Summary: A teen girl, born in the US, but living in Haiti since soon after her birth, returns to the US. Her mother is detained by ICE, but Fabiola continues on to live with her aunt and cousins in Detroit.
My goal of reading more fiction this year has not been going well. But it is summer, and summer is a time for Fiction. American Street was on sale as I was making plans for a six hour solo drive to the beach. I listened to all but the last 30 minutes of American Street on the way to the beach and the last 30 minutes and Believe Me on the way back.
This is a very good audiobook. Robin Miles, who I was not fond of when she narrated Binti, was excellent here. Her various accents, which felt fake in Binti, felt authentic here in part because she not only doing Haitian, but also Detroit street. The range of voices was what made the narration.
American Street is named after the street where the house that Fabiola come to live, the one where she was born. It is right on the corner of Joy and American streets, which is the reason that the house was purchased by new immigrants to the US. When her mother is detained by ICE as they go through customs in New York City (Fabiola’s mother overstayed her visa on the previous trip so that Fabiola would be born in the US), Fabiola is left to go on to Detroit and meet cousins and an aunt that she has talked to, but not met.
Fabiola’s life in Haiti, with her good English schools and her hard work, has not truly prepared her for Detroit. She is also not prepared for the realities of street life without the guidance of her mother.
American Street has significant thread of magical realism. I started American Street not long after I finished Laurus, about a 15th century doctor and holy man. Both used magical realism to communicate the belief in religious faith in remarkably similar ways. Both Laurus and Fabiola were true believers, in Christianity for Laurus and Voodoo for Fabiola. But I cannot describe the presentation in any other way than magical realism, which I have only really encountered in Underground Railroad by Colson Whitehead and Song Yet Sung by James McBride.

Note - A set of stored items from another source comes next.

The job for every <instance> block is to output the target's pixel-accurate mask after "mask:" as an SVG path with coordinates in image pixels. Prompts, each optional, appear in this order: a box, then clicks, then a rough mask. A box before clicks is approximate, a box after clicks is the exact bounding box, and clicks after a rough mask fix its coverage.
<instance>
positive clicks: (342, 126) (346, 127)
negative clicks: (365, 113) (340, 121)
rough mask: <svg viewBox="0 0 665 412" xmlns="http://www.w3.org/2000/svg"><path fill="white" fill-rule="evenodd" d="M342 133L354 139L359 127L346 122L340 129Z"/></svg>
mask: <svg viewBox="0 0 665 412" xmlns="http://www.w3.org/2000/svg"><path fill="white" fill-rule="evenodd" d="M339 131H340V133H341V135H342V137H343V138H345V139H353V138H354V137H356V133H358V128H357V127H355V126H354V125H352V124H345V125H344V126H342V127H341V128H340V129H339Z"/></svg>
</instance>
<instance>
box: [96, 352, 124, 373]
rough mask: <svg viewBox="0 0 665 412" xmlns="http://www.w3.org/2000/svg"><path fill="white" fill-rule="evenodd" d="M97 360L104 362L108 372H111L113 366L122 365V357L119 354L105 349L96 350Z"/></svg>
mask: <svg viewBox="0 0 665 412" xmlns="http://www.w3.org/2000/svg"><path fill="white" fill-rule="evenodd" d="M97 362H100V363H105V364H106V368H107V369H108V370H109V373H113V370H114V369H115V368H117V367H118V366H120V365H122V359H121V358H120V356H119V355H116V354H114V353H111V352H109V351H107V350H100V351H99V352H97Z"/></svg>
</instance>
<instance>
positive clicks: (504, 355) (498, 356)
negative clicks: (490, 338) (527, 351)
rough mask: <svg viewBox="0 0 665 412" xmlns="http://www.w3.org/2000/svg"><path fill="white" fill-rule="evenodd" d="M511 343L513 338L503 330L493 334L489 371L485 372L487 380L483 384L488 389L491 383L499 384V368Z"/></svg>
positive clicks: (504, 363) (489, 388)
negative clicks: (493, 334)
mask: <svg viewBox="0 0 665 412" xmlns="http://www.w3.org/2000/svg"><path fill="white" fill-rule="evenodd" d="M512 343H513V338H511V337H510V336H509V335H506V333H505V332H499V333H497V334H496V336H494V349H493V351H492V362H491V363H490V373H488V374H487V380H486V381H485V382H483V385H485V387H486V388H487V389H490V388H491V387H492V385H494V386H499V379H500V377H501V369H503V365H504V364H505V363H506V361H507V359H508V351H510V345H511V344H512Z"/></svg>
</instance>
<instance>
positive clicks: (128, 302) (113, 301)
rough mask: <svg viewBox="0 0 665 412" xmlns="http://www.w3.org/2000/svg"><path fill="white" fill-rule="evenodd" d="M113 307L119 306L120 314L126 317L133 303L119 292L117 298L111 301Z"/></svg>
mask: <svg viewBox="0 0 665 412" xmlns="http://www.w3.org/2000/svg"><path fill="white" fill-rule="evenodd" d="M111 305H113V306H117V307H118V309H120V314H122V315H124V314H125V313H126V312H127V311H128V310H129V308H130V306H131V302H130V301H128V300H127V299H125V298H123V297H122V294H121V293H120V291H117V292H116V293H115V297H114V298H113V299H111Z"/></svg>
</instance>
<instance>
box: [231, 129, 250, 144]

I knew nothing about Voodoo before this book, but I did not need any background to understand the story. Fabiola, as she attempts to understand this foreign world, makes sense of the world around her through the ‘social imaginary’ (as Charles Taylor calls it) of the Haitian/Voodoo world. The Voodoo is real, in a very similar way to the way that Christianity is real in Laurus. But the difference between Christianity and Voodoo (I think) what is asked for and revealed is not always what is desired here.
Ultimately this is a tragedy. A tragedy that you understand much more of as different perspectives are shared. But an understood tragedy is still tragic. This is well worth reading. Especially for the current reality of separated immigrant families and the tragic ways that people make decisions when pressed to their limits.
This is a good reminder of why fiction is so important and why I keep needing to force myself to read it, even when I am sometimes reluctant to break away from the ‘important books’.